С непростительным опозданием узнал, что умер Алексей Парщиков.
Мы дружили в восьмидесятые. Это было неповторимое время, когда непризнанные, но очень талантливые люди, вопреки всему, писали и читали друг другу поэзию, на публикацию которой не было никакой надежды. Мы помогали друг другу во всем, бескорыстно и абсолютно искренне. Где мог, я его проталкивал. Это не как сейчас - когда даже близкие друг другу литераторы не читают друг друга. Мы читали. Дружили семьями. Моя дочь Настя носила то, из чего вырастал его Тимофей.
Потом он уехал в Америку. Потом нарисовался в Европе. Его дамы сердца были несколько экзотическими. Он надолго пропадал, потом неожиданно появлялся. Когда я поселился на Ленинградке, оказалось, что в соседнем доме, окно в окно, живет приехавший на какой-то период в Москву Алексей. Ну и тряхнули стариной, как говорится, не заботясь о печени.
Ольга Свиблова не разрешала ему видеться с Тимофеем. То есть разрешала, но брала за это с него, нищего, деньги. Была такса - столько-то в час. Морально для Алексея это было очень тяжело. Теперь Тимофей модный фотограф, фамилия Парщиков продолжает мелькать. Хоть о поэте Алексее Парщикове нынешняя литературная молодежь знает понаслышке.
Потом доходили слухи, что он заболел. Не пьет.
В прошлом году встретились на каком-то литературном вечере в Москве. Он был весь перекошенный, прохрипел, что это не инсульт, как может показаться, а результат неудачной операции. Он был так рад, что практически заплакал. Это было очень трогательно. Обменялись новыми телефонами.

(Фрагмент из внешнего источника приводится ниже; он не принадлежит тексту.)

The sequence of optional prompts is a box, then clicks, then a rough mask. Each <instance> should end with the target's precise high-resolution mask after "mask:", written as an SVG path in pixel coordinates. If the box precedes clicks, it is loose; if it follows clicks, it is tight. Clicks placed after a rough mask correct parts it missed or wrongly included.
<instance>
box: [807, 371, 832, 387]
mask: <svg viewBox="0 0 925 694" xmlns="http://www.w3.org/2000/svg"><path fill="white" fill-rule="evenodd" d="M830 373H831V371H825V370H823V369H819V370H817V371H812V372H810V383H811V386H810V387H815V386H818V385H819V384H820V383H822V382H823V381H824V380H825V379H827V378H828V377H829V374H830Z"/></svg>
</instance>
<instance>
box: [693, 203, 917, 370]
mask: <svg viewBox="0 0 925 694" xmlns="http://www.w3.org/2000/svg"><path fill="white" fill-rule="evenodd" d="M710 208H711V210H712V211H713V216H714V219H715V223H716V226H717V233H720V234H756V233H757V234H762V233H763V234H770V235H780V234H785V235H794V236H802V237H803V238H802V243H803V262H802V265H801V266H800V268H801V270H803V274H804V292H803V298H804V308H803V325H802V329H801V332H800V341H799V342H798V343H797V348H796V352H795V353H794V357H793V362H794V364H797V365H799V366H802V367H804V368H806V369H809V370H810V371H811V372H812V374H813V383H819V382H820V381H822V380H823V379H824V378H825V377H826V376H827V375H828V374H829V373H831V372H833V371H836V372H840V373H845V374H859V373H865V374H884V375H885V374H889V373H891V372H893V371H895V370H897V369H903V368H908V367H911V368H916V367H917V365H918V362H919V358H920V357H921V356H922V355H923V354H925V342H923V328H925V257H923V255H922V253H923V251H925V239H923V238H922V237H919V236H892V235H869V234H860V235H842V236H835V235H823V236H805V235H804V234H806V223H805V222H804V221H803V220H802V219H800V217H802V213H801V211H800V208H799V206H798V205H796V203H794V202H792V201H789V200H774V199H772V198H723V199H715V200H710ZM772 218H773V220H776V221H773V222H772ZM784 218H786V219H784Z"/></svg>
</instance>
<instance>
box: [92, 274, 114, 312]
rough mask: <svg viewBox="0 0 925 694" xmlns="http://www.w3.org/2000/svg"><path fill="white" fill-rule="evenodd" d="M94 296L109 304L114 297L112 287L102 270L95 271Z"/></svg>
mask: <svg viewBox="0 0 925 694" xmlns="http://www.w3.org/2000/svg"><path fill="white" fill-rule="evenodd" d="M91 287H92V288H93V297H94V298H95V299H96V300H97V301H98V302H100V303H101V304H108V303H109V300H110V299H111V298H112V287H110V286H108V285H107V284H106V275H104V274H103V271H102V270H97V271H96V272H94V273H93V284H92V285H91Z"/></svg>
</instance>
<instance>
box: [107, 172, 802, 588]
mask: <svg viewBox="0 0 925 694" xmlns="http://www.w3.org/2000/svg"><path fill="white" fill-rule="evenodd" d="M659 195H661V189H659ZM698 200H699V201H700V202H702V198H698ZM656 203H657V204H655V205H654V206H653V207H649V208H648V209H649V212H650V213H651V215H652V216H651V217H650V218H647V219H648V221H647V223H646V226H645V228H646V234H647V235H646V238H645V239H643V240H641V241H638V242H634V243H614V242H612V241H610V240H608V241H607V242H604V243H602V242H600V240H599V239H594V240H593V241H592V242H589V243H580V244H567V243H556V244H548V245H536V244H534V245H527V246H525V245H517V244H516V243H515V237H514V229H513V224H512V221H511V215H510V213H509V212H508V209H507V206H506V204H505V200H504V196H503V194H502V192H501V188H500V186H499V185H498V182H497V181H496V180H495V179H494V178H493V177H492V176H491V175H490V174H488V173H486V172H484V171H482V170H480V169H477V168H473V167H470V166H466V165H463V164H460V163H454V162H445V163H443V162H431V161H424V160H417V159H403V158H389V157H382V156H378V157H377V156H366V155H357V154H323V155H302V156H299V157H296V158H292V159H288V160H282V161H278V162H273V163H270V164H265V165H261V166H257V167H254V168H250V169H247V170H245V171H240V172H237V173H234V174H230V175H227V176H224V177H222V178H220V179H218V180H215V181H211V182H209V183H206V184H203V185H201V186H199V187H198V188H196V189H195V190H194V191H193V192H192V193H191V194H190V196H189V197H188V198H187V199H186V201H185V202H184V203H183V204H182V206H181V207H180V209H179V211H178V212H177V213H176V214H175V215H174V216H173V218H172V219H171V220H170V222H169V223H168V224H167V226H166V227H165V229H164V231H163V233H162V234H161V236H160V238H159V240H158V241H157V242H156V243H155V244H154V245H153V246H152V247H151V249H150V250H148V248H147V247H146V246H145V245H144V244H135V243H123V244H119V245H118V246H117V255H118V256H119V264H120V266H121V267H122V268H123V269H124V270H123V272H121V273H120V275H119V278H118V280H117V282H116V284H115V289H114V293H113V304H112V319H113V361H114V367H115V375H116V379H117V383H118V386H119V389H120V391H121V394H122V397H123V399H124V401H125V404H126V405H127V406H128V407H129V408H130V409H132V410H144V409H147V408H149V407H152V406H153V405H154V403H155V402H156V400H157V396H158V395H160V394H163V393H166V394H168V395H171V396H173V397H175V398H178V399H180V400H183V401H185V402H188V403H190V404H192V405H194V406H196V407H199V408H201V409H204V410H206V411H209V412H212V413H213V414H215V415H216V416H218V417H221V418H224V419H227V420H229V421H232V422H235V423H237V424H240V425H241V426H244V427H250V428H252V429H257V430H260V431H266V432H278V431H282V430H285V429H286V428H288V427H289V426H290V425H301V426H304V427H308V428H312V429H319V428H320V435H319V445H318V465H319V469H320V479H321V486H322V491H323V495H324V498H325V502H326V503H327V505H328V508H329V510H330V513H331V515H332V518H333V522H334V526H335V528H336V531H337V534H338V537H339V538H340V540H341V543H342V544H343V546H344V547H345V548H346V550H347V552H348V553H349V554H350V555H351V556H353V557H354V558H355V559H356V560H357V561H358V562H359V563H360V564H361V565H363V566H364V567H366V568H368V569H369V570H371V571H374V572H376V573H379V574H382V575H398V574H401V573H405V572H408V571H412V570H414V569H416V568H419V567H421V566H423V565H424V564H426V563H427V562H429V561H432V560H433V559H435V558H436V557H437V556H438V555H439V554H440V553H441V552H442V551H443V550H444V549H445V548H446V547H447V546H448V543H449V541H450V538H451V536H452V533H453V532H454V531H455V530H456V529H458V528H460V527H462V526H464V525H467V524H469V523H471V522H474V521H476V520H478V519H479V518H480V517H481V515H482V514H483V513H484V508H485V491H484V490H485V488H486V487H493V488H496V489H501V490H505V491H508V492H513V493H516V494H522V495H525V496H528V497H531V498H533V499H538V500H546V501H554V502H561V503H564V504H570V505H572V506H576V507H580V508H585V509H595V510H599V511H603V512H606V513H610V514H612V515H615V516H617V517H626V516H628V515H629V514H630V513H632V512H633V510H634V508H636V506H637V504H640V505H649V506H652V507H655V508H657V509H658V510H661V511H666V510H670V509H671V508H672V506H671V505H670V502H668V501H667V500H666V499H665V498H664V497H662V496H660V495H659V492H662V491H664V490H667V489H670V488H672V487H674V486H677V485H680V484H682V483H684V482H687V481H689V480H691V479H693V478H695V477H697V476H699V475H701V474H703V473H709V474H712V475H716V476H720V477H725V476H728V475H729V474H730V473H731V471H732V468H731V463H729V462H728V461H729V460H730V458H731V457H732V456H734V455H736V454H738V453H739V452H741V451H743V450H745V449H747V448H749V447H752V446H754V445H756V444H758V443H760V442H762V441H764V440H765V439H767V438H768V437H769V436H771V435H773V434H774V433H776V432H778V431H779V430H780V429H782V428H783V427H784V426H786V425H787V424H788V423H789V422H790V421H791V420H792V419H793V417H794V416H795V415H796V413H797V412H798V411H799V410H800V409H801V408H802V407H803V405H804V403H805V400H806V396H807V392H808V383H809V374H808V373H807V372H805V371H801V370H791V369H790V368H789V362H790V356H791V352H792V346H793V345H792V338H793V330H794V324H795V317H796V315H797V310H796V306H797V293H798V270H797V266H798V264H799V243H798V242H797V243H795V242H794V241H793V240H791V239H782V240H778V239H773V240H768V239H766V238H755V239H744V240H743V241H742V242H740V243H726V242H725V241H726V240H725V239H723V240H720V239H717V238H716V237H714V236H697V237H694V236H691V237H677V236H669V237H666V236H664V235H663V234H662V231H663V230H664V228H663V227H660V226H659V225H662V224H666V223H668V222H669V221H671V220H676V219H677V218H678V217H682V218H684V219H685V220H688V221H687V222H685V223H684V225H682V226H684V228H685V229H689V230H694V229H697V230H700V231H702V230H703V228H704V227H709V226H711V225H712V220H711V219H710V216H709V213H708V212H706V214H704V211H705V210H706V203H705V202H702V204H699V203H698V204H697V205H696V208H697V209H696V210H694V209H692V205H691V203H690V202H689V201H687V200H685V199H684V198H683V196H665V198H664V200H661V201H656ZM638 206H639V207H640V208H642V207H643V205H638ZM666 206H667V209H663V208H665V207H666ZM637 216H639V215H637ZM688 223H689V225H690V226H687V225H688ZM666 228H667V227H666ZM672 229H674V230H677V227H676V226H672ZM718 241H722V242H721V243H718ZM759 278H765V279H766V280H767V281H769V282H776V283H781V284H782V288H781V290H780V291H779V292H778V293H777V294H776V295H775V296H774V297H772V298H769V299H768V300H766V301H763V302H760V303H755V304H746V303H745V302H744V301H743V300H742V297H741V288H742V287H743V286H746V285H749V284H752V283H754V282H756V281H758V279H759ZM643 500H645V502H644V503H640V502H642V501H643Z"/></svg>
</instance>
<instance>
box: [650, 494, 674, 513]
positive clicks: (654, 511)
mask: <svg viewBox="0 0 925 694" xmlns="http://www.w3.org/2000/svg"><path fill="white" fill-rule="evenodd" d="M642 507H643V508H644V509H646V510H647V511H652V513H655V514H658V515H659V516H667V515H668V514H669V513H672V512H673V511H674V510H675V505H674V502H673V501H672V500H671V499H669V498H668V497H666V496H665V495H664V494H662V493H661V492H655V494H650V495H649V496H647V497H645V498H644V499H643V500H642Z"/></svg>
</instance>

И ни разу ими не воспользовались.
Как настоящий поэт, он всегда всему удивлялся. Мне нравилось, как он удивляется, и я любил его удивлять. В стихах он разбирал мир на составные части, очень мелкие, разглядывал их и собирал снова. В результате получалось что-то неведомое.
И как настоящий поэт, он всю жизнь прожил в бедности. Этому почему-то никто не верит. Он привык обходиться малым и на большее не рассчитывал. По-державински широкий в стихах, он в быту был скромным и даже аскетичным человеком. С годами это свойство его натуры его не покинуло.
Вспоминается в общем-то всякая ерунда. Приду в себя - напишу что-то более содержательное.
Пишут, что вроде умер во сне. То есть заснул себе и уже не проснулся. 55 лет. Для поэта, кстати, не так мало. Не живут наши поэты долго.
А он был именно поэт, а не литератор. То есть воспринимал мир иначе, чем мы, не поэты. Он мог бы вообще ничего не написать, и все равно был поэтом.
Был... Это прошедшее время, его трудно выговорить.